Afirmando en Celta tras su paso por el Xeneize, Lucas Olaza dejó atrás su estadía en Boca con la derrota ante River en la final de la Libertadores 2018. Sin embargo, pese al sinsabor recordó lo que significó esa experiencia con la Azul y Oro: “Haber jugado en Boca es una de las cosas más lindas que me pasaron en mi carrera. De afuera uno conoce a ese club, pero cuando estás dentro te das cuenta de la dimensión que tiene ese”, expresó.

El ambiente que se vive en La Bombonera “es una locura, da igual el día o el horario”, elogió el lateral izquierdo, que arrancó con continuidad la temporada con el equipo de Balaídos.

De cara a su presente en Vigo el exdefensor de Talleres reveló las dificultades que vivió en el comienzo de su estadía: “El inicio en Celta no fue fácil, pero supe esperar mi momento.

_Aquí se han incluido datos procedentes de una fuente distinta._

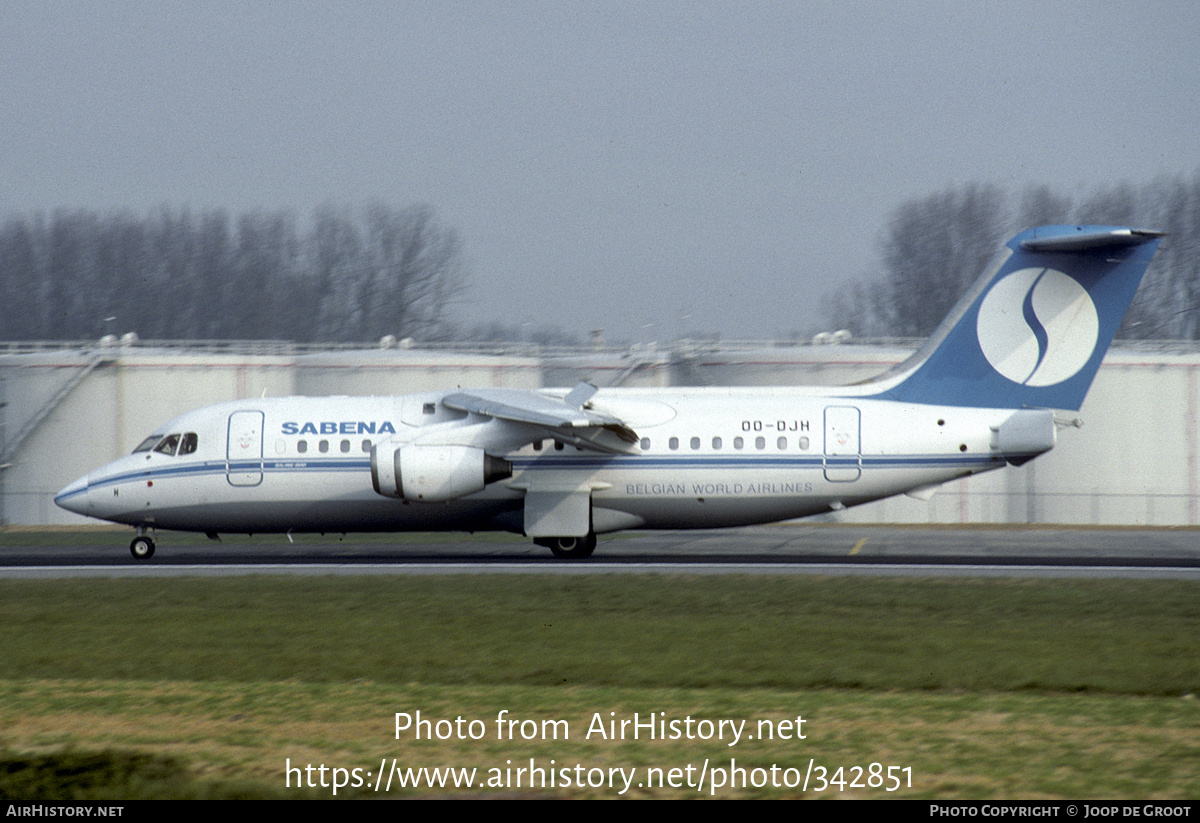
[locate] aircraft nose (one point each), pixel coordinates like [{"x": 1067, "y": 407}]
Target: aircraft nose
[{"x": 75, "y": 497}]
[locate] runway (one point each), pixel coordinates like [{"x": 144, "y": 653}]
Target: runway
[{"x": 786, "y": 548}]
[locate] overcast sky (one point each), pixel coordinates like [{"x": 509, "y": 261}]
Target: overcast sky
[{"x": 653, "y": 169}]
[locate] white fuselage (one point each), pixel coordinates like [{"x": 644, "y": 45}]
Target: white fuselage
[{"x": 707, "y": 457}]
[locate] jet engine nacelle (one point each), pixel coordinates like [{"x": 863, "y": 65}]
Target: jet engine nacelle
[{"x": 432, "y": 473}]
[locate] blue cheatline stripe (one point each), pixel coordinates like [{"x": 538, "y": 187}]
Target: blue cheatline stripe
[{"x": 816, "y": 462}]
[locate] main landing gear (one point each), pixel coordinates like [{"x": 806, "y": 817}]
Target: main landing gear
[
  {"x": 570, "y": 548},
  {"x": 142, "y": 547}
]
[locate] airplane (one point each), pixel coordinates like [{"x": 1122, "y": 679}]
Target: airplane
[{"x": 564, "y": 466}]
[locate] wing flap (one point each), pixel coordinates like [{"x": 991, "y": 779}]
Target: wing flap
[{"x": 567, "y": 419}]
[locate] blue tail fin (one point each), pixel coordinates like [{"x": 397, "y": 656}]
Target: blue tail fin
[{"x": 1035, "y": 326}]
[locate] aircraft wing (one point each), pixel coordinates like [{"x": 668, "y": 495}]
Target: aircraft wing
[{"x": 567, "y": 419}]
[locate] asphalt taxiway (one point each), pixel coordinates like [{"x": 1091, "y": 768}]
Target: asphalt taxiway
[{"x": 785, "y": 548}]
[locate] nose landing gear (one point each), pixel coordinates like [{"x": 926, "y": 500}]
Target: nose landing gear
[{"x": 142, "y": 547}]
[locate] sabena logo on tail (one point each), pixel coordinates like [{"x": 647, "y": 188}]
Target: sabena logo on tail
[
  {"x": 1037, "y": 326},
  {"x": 1033, "y": 328}
]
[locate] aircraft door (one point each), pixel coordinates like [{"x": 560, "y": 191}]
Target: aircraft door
[
  {"x": 843, "y": 448},
  {"x": 244, "y": 449}
]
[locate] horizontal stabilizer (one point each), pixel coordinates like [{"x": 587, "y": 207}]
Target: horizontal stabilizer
[{"x": 1084, "y": 241}]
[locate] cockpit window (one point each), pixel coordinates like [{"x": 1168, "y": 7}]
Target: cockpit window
[
  {"x": 168, "y": 445},
  {"x": 148, "y": 444},
  {"x": 171, "y": 444}
]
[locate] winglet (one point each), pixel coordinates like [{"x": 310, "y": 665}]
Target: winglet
[{"x": 580, "y": 395}]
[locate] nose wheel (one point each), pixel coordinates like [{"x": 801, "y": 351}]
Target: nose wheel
[{"x": 142, "y": 547}]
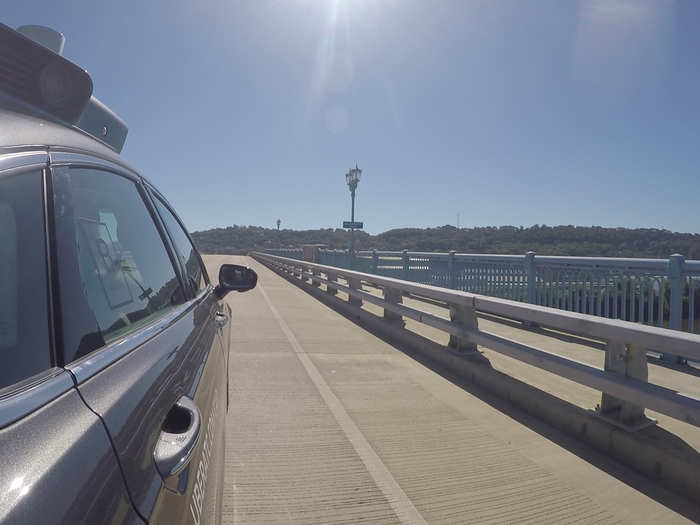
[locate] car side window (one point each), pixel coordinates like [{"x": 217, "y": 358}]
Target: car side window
[
  {"x": 25, "y": 348},
  {"x": 115, "y": 274},
  {"x": 196, "y": 275}
]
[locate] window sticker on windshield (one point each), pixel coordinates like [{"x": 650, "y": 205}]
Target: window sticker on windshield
[
  {"x": 8, "y": 277},
  {"x": 109, "y": 264}
]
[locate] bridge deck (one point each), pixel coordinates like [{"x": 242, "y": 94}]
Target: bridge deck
[{"x": 329, "y": 424}]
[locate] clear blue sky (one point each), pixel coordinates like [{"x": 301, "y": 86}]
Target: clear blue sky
[{"x": 504, "y": 112}]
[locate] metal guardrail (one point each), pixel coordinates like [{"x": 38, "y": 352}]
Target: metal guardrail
[
  {"x": 623, "y": 382},
  {"x": 660, "y": 292}
]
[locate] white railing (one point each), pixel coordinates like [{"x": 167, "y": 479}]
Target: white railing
[{"x": 625, "y": 389}]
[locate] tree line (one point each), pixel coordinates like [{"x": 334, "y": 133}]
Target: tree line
[{"x": 592, "y": 241}]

Y cuando llegó mi oportunidad lo hice lo mejor posible. En cada entrenamiento siempre doy lo máximo, trabajo para ayudar a crecer al equipo”.

Por último, Olaza agradeció a su familia, quienes “siempre le dieron su apoyo” a lo largo de tantos años en el fútbol. “Cuando uno es chico no se da cuenta, pero ahora sé que lo que mis padres hicieron por mí. A mí me tocaba tomar dos colectivos para ir a entrenar, pero ese es el sacrificio que cualquier futbolista haría allí. Ellos, sin embargo, cambiaban turnos para llevarme, daba igual el día o la hora”, cerró.